Official URL: https://doi.org/10.3310/nihropenres.13325.2
Abstract
Background
Social prescribing (SP) is part of universal personalised care and available to everyone in the UK National Health Service. However, emerging evidence suggests access disparities in social prescribing. This study aimed to investigate the feasibility of accessing and analysing data on social prescribing from primary care records. Our secondary aim was to examine exposure to social prescribing and compare characteristics of patients who decline/accept social prescribing referrals to explore possible health inequalities in access to social prescribing.
Methods
Patient records (n=3086) were extracted from 11 GP practices across Northwest England for accepted, offered and declined social prescribing referrals. Patient demographics collected included sex, age, ethnicity, mental and physical health diagnoses.
Patient characteristics in social prescribing referrals were compared to the overall practice population (practice information from Public Health England). Decline and acceptance rates were compared by group (e.g. male/female decline rates).
Results
GP referral data showed inconsistent recording of wider determinants of health and variations in referral patterns on a practice-to-practice basis. Some variables had very poor rates of recording and did not yield useful information. Patient age, sex and mental and physical health conditions were consistently recorded. Other variables such as disability and housing status showed sporadic GP recording across our dataset.
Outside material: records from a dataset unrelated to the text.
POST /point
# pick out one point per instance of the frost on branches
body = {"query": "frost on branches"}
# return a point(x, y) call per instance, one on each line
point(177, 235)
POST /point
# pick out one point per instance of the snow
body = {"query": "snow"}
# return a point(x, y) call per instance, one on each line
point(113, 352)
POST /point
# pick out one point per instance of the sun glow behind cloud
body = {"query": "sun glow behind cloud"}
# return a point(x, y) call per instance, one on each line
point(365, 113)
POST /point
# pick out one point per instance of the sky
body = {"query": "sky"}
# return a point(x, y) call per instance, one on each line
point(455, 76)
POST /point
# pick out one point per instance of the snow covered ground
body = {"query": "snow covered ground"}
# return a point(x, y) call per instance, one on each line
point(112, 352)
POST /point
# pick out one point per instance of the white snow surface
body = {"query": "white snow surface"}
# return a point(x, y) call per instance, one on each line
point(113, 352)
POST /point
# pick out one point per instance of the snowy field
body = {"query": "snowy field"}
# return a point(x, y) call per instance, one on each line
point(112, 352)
Our preliminary findings identified underrepresentation of younger age groups and Asians, and higher declined referrals among individuals with physical health diagnoses.
Conclusions
The differing referral patterns between practices and recording discrepancies meant that many patient factors could not be used to assess trends in social prescribing referrals and declines. Preliminary results suggest that some patient groups may be underrepresented in referral data, however this needs further research and investigation. Consistency is required in social prescribing data recording in primary care. Data on wider determinants is needed to assess variations in referrals and declines and explore inequalities.